イラン最高指導者、米国・イスラエルの「扇動」鎮圧を主張 抗議は沈静化局面
イランの最高指導者アリ・ハメネイ師は2026年1月17日(現地時間)、米国とイスラエルが関与したとする「扇動」を「再び消し止めた」と述べ、国内の混乱は抑え込まれたとの認識を示しました。経済不満を発端に広がった抗議デモが沈静化しつつある中での発言となります。
「米国が不安を計画、目的はイランを飲み込むこと」
宗教行事に合わせた演説でハメネイ師は、今回の抗議の背後にワシントンとテルアビブがあると主張し、米国が不安定化を企図した目的は「イランを飲み込むこと」だったと非難しました。
また、米国のドナルド・トランプ大統領について、最近の暴動での殺害や破壊の責任があるとして「犯罪者」と呼び、本人が公に介入し、軍事支援を示唆して抗議参加者を後押ししたと述べました(いずれもハメネイ師の主張)。
「戦争は求めないが、責任者は処罰する」
ハメネイ師は、イランは戦争を求めない一方で、「国内外を問わず、混乱に責任のある者を処罰することをためらわない」と述べ、今後も強硬な対応を取り得る姿勢を示しました。
抗議は沈静化の兆し 拘束は約3,000人との報道
国内の抗議行動は、12月下旬に経済的な不満をきっかけとして全国規模に広がり、その後一部が暴力的になったとされています。イラン当局は、平和的な抗議が「破壊行為を行う者」に乗っ取られたとの見方を示しました。
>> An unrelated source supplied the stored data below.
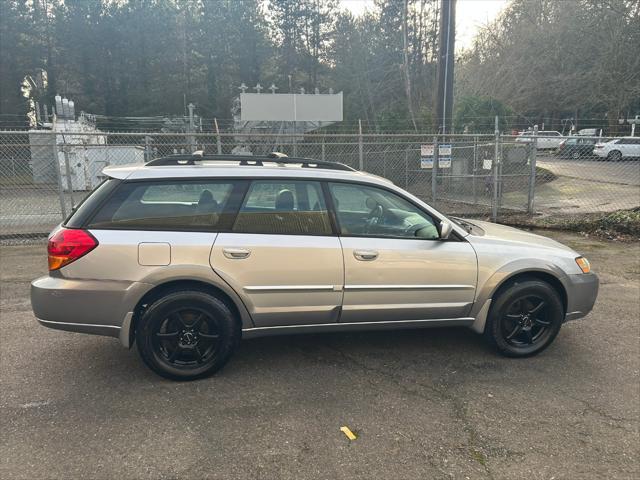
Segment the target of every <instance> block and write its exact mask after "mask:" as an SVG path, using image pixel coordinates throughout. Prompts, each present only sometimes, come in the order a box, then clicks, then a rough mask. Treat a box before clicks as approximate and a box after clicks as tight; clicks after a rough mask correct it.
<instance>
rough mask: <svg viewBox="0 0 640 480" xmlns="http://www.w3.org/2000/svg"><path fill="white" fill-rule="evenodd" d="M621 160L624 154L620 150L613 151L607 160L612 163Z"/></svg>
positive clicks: (618, 161)
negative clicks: (610, 161)
mask: <svg viewBox="0 0 640 480" xmlns="http://www.w3.org/2000/svg"><path fill="white" fill-rule="evenodd" d="M621 159H622V153H621V152H620V151H618V150H613V151H611V152H609V155H607V160H611V161H612V162H619V161H620V160H621Z"/></svg>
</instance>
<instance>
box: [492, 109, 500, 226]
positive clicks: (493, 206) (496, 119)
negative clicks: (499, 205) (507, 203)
mask: <svg viewBox="0 0 640 480" xmlns="http://www.w3.org/2000/svg"><path fill="white" fill-rule="evenodd" d="M494 141H495V151H494V156H493V192H492V193H493V199H492V204H491V221H493V222H496V221H497V220H498V165H499V163H500V128H499V126H498V116H497V115H496V121H495V140H494Z"/></svg>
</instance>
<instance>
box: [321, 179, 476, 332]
mask: <svg viewBox="0 0 640 480" xmlns="http://www.w3.org/2000/svg"><path fill="white" fill-rule="evenodd" d="M329 191H330V193H331V198H332V201H333V204H334V208H335V212H336V217H337V222H338V228H339V232H340V241H341V243H342V249H343V255H344V267H345V272H344V274H345V280H344V298H343V302H342V314H341V317H340V321H341V322H372V321H393V320H423V319H450V318H463V317H465V316H466V315H468V314H469V311H470V309H471V306H472V303H473V300H474V296H475V286H476V277H477V260H476V255H475V251H474V250H473V248H472V247H471V245H470V244H469V243H468V242H466V241H464V240H460V239H458V238H452V239H451V240H446V241H442V240H440V238H439V233H438V229H437V227H436V224H437V222H436V220H435V219H434V218H433V217H431V216H430V215H429V214H428V213H427V212H425V211H423V210H422V209H421V208H419V207H418V206H416V205H414V204H413V203H411V202H410V201H408V200H406V199H404V198H403V197H401V196H400V195H398V194H397V193H394V192H392V191H389V190H387V189H383V188H379V187H373V186H368V185H362V184H357V183H342V182H340V183H338V182H336V183H330V184H329Z"/></svg>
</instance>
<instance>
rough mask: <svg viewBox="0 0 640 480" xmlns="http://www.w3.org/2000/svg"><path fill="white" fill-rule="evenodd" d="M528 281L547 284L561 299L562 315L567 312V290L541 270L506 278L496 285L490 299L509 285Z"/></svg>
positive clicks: (567, 300)
mask: <svg viewBox="0 0 640 480" xmlns="http://www.w3.org/2000/svg"><path fill="white" fill-rule="evenodd" d="M529 279H534V280H541V281H543V282H545V283H548V284H549V285H551V286H552V287H553V289H554V290H555V291H556V292H558V294H559V295H560V298H561V299H562V308H563V309H564V313H566V312H567V305H568V301H569V299H568V296H567V289H566V287H565V286H564V284H563V283H562V282H561V281H560V279H558V277H556V276H555V275H553V274H552V273H549V272H547V271H542V270H531V271H523V272H518V273H515V274H513V275H511V276H509V277H507V278H505V279H504V280H503V281H502V282H501V283H500V284H498V286H497V288H495V289H494V291H493V293H492V295H491V299H494V298H496V297H497V296H498V295H499V294H500V292H501V291H502V290H504V289H505V288H508V287H509V286H510V285H513V284H514V283H518V282H519V281H520V282H522V281H525V280H529Z"/></svg>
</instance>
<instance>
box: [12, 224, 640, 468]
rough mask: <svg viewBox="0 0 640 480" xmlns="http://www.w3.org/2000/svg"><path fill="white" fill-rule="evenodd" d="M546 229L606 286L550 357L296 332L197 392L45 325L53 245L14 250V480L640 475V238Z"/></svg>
mask: <svg viewBox="0 0 640 480" xmlns="http://www.w3.org/2000/svg"><path fill="white" fill-rule="evenodd" d="M548 235H552V236H554V237H556V238H558V239H560V240H561V241H564V242H565V243H569V244H570V245H572V246H574V248H576V249H578V250H579V251H580V252H581V253H584V254H585V255H587V256H588V257H589V258H590V260H591V261H592V265H593V268H594V270H595V271H596V272H597V273H598V274H599V275H600V278H601V281H602V285H601V292H600V296H599V299H598V301H597V303H596V306H595V310H594V311H593V312H592V313H591V315H589V316H588V317H587V318H585V319H582V320H578V321H574V322H570V323H568V324H566V325H565V326H564V327H563V328H562V330H561V332H560V334H559V336H558V338H557V339H556V341H555V343H554V344H553V345H552V346H551V347H550V348H549V349H548V350H546V351H545V352H544V353H543V354H541V355H539V356H537V357H534V358H530V359H523V360H513V359H506V358H503V357H500V356H498V355H497V354H496V353H494V352H493V351H492V350H491V349H490V348H488V347H487V346H486V345H485V343H484V342H483V340H482V338H481V337H480V336H478V335H476V334H474V333H473V332H471V331H470V330H466V329H437V330H416V331H398V332H372V333H357V334H355V333H354V334H324V335H310V336H288V337H280V338H263V339H256V340H250V341H246V342H244V343H243V344H242V345H241V347H240V349H239V351H238V352H237V354H236V355H235V356H234V358H232V360H231V362H230V363H229V364H228V365H227V366H226V367H225V369H224V370H223V371H221V372H220V373H219V374H217V375H216V376H214V377H212V378H209V379H205V380H200V381H197V382H191V383H174V382H170V381H167V380H164V379H161V378H159V377H157V376H156V375H154V374H153V373H152V372H151V371H149V370H148V369H147V368H146V367H145V366H144V365H143V364H142V362H141V361H140V359H139V358H138V355H137V352H136V351H135V350H131V351H128V350H126V349H123V348H122V347H120V345H119V344H118V342H117V341H116V340H114V339H109V338H102V337H95V336H88V335H81V334H73V333H65V332H58V331H53V330H49V329H45V328H43V327H41V326H39V325H38V324H37V323H36V321H35V319H34V317H33V314H32V313H31V308H30V303H29V281H30V280H31V279H33V278H35V277H37V276H39V275H41V274H43V273H44V272H45V270H46V258H45V255H44V246H43V245H37V246H24V245H23V246H11V247H2V248H1V249H0V254H1V265H0V273H1V279H2V283H1V290H0V298H1V304H0V313H1V318H0V328H1V330H0V332H1V335H0V378H1V389H0V421H1V424H0V431H1V432H2V434H1V437H0V478H3V479H14V478H16V479H17V478H24V479H45V478H47V479H48V478H65V479H68V478H105V479H107V478H108V479H113V478H123V479H124V478H132V479H133V478H135V479H145V478H216V479H228V478H249V479H277V478H296V479H302V478H305V479H306V478H318V479H326V478H362V479H373V478H407V479H414V478H416V479H418V478H421V479H440V478H442V479H444V478H461V479H464V478H472V479H476V478H479V479H484V478H487V479H511V478H529V479H552V478H555V479H561V478H567V479H573V478H575V479H591V478H625V479H626V478H629V479H632V478H639V477H640V460H639V459H640V434H639V418H640V338H639V329H638V322H639V319H640V263H639V259H640V246H639V245H638V244H620V243H616V242H602V241H598V240H592V239H585V238H582V237H578V236H576V235H569V234H557V233H556V234H548ZM87 314H88V315H90V314H91V312H87ZM342 426H348V427H349V428H350V429H351V430H352V431H353V432H354V433H355V434H356V436H357V439H356V440H353V441H350V440H348V439H347V437H346V436H345V435H344V433H342V432H341V431H340V427H342Z"/></svg>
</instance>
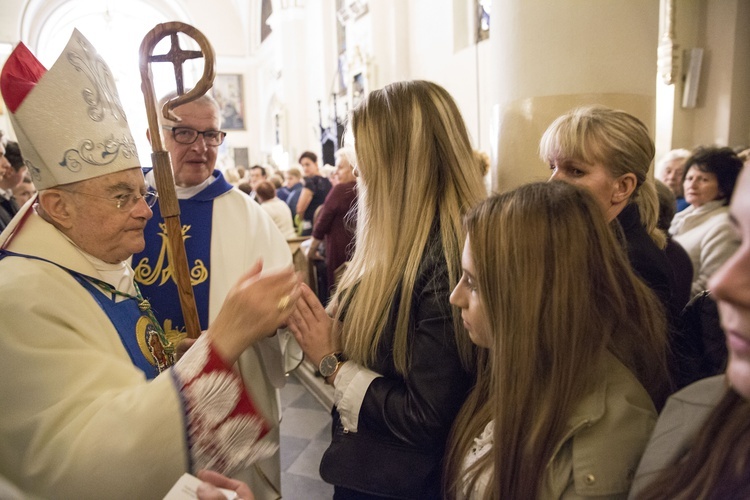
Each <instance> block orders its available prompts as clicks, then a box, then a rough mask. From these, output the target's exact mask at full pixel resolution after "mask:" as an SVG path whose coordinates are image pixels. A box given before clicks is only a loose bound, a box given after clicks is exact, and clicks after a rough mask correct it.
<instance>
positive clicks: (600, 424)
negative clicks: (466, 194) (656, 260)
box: [444, 182, 667, 499]
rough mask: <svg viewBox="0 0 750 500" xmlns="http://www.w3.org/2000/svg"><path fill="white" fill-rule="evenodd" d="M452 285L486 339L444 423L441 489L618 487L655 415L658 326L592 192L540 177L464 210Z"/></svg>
mask: <svg viewBox="0 0 750 500" xmlns="http://www.w3.org/2000/svg"><path fill="white" fill-rule="evenodd" d="M466 231H467V237H466V244H465V247H464V253H463V269H464V273H463V277H462V279H461V281H460V282H459V284H458V286H457V287H456V288H455V290H454V291H453V293H452V295H451V303H452V304H454V305H456V306H458V307H460V308H461V310H462V317H463V320H464V324H465V325H466V328H467V329H468V331H469V335H470V336H471V339H472V340H473V341H474V343H476V344H477V345H479V346H480V347H483V348H484V349H483V350H482V351H481V354H480V362H479V365H478V368H477V370H478V379H477V383H476V385H475V387H474V389H473V390H472V392H471V394H470V396H469V398H468V399H467V401H466V403H465V404H464V406H463V407H462V408H461V411H460V413H459V415H458V417H457V418H456V421H455V422H454V425H453V431H452V434H451V439H450V442H449V443H450V444H449V449H448V453H447V458H446V474H445V478H444V481H445V491H446V494H447V497H448V498H501V499H517V498H534V499H536V498H545V499H547V498H562V497H567V496H568V495H571V494H579V495H582V496H587V495H592V496H603V497H608V498H611V497H615V498H618V497H624V496H625V495H626V494H627V492H628V489H629V486H630V480H631V478H632V473H633V471H634V470H635V468H636V466H637V464H638V461H639V459H640V456H641V453H642V452H643V449H644V447H645V445H646V442H647V441H648V438H649V435H650V432H651V429H652V427H653V425H654V423H655V421H656V410H655V408H654V405H653V403H652V401H651V399H650V397H649V394H648V392H647V390H646V389H645V388H644V387H643V385H642V384H641V382H639V379H638V378H636V375H635V374H636V373H637V374H640V378H641V380H643V381H644V383H646V384H649V383H655V384H658V383H659V382H658V381H659V380H660V379H661V378H663V377H665V376H666V373H665V372H666V346H667V339H666V323H665V319H664V313H663V311H662V309H661V307H660V305H659V303H658V301H657V300H655V297H654V295H653V293H652V292H651V291H650V290H649V289H648V287H647V286H646V285H645V284H644V283H643V282H642V281H641V280H639V279H638V278H637V277H636V276H635V274H634V273H633V272H632V271H631V268H630V265H629V264H628V262H627V259H626V257H625V254H624V252H623V251H622V249H621V248H620V246H619V244H618V242H617V240H616V238H615V236H614V234H613V232H612V231H611V230H610V229H609V228H608V225H607V222H606V220H605V218H604V217H603V216H602V212H601V210H600V209H599V207H598V206H597V204H596V202H595V200H594V198H593V197H592V196H591V195H590V194H589V193H588V192H587V191H584V190H583V189H580V188H578V187H575V186H572V185H569V184H566V183H562V182H549V183H537V184H529V185H526V186H522V187H520V188H518V189H517V190H515V191H512V192H509V193H506V194H502V195H495V196H492V197H490V198H489V199H488V200H486V201H484V202H483V203H481V204H480V205H479V206H477V207H476V208H475V209H473V210H472V211H471V212H470V213H469V214H468V215H467V217H466Z"/></svg>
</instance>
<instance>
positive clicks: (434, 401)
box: [289, 81, 486, 500]
mask: <svg viewBox="0 0 750 500" xmlns="http://www.w3.org/2000/svg"><path fill="white" fill-rule="evenodd" d="M415 123H419V124H420V127H416V128H415V127H414V124H415ZM351 125H352V131H353V133H354V138H355V143H354V144H355V148H356V153H357V167H356V168H357V170H358V174H359V180H358V185H359V188H360V189H359V190H358V201H357V205H358V214H357V233H356V248H355V251H354V255H353V256H352V259H351V262H350V263H349V265H348V267H347V269H346V271H345V272H344V275H343V276H342V278H341V282H340V284H339V285H338V288H337V290H336V292H335V294H334V296H333V298H332V299H331V305H330V306H329V312H330V313H331V314H332V315H333V318H331V317H329V316H328V315H327V314H326V311H325V310H324V309H323V306H322V305H321V304H320V302H319V301H318V300H317V298H316V297H315V295H314V294H313V293H312V292H311V290H310V289H309V288H305V287H303V294H302V300H301V303H298V307H297V311H296V312H295V313H294V314H293V316H292V319H291V320H290V324H289V326H290V328H291V329H292V331H293V332H294V334H295V337H296V338H297V340H298V342H299V344H300V346H301V347H302V349H303V350H304V351H305V356H306V357H307V358H308V359H309V360H310V361H312V362H313V363H314V364H315V365H317V366H318V367H319V371H320V373H321V374H322V376H323V377H325V380H326V382H327V383H329V384H332V385H333V386H334V389H335V393H334V404H335V407H334V409H333V427H332V441H331V445H330V447H329V448H328V450H326V452H325V453H324V455H323V459H322V462H321V466H320V474H321V477H322V478H323V479H324V480H325V481H327V482H329V483H332V484H333V485H334V498H335V499H337V500H340V499H353V498H356V499H362V498H411V499H414V498H430V499H432V498H440V497H441V491H440V488H441V471H442V463H443V454H444V450H445V446H446V441H447V437H448V433H449V431H450V428H451V425H452V423H453V420H454V419H455V417H456V414H457V413H458V411H459V409H460V408H461V405H462V404H463V402H464V400H465V399H466V397H467V395H468V393H469V390H470V388H471V386H472V385H473V381H474V363H475V351H474V348H473V346H472V344H471V340H470V339H469V336H468V333H467V332H466V329H465V328H464V326H463V322H462V320H461V317H460V312H459V311H458V309H457V308H456V307H452V306H451V305H450V303H449V295H450V291H451V290H452V289H453V287H454V286H455V285H456V283H458V280H459V278H460V275H461V250H462V247H463V227H462V217H463V215H464V214H465V213H466V211H467V210H469V209H470V208H471V207H472V206H474V205H476V204H477V203H478V202H479V201H480V200H481V199H482V198H484V196H485V195H486V190H485V188H484V184H483V181H482V176H481V172H480V169H479V168H478V166H477V167H476V168H472V166H475V165H476V162H475V161H474V159H473V153H472V149H471V143H470V141H469V137H468V133H467V131H466V127H465V124H464V122H463V119H462V118H461V114H460V112H459V111H458V107H457V106H456V104H455V101H454V100H453V98H452V97H451V96H450V95H449V94H448V92H446V91H445V89H443V88H442V87H440V86H438V85H436V84H434V83H430V82H424V81H412V82H400V83H394V84H391V85H388V86H386V87H385V88H383V89H381V90H376V91H373V92H371V93H370V94H369V95H368V96H367V97H365V98H364V101H363V102H362V104H360V105H359V106H358V107H357V108H356V109H355V110H354V111H353V114H352V119H351ZM394 138H397V139H398V140H394Z"/></svg>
準国営のタスニム通信は1月16日、治安当局が混乱に関連して約3,000人を拘束したと報じています。
生活面での“通常化”も
- 短文メッセージサービス(SMS)が17日に再開
- 学校は1週間の休校を経て18日に再開予定(イランメディア報道)
抗議の沈静化と並行して、通信や教育の再開が伝えられており、社会機能を通常運転に戻す動きが進んでいる様子もうかがえます。
レバノンのヒズボラが支持表明、G7発言には外務省が反発
同じ17日、レバノンのヒズボラもイランへの強い支持を表明しました。ヒズボラのナイム・カセム師は、同組織の運営下にあるアル・マナール放送での演説で、イランを「抵抗の砦」と呼び、米国が世界的支配を求めていると非難しました。
またイラン外務省は16日夜、最近の混乱をめぐる先進7カ国(G7)の発言を「干渉的」だとして強く非難し、内政への介入をやめるよう求めたとしています。
いま何が焦点か:国内統治と対外関係が同時に動く
今回の一連の動きは、(1)国内の不満と治安対応、(2)対米・対イスラエルを軸とする対外メッセージ、(3)G7を含む国際社会との摩擦が同時進行で絡み合う構図を映しています。抗議が沈静化する局面でも、拘束者の扱いや情報通信の運用、そして対外的な応酬がどのように推移するかが、今後の注目点になりそうです。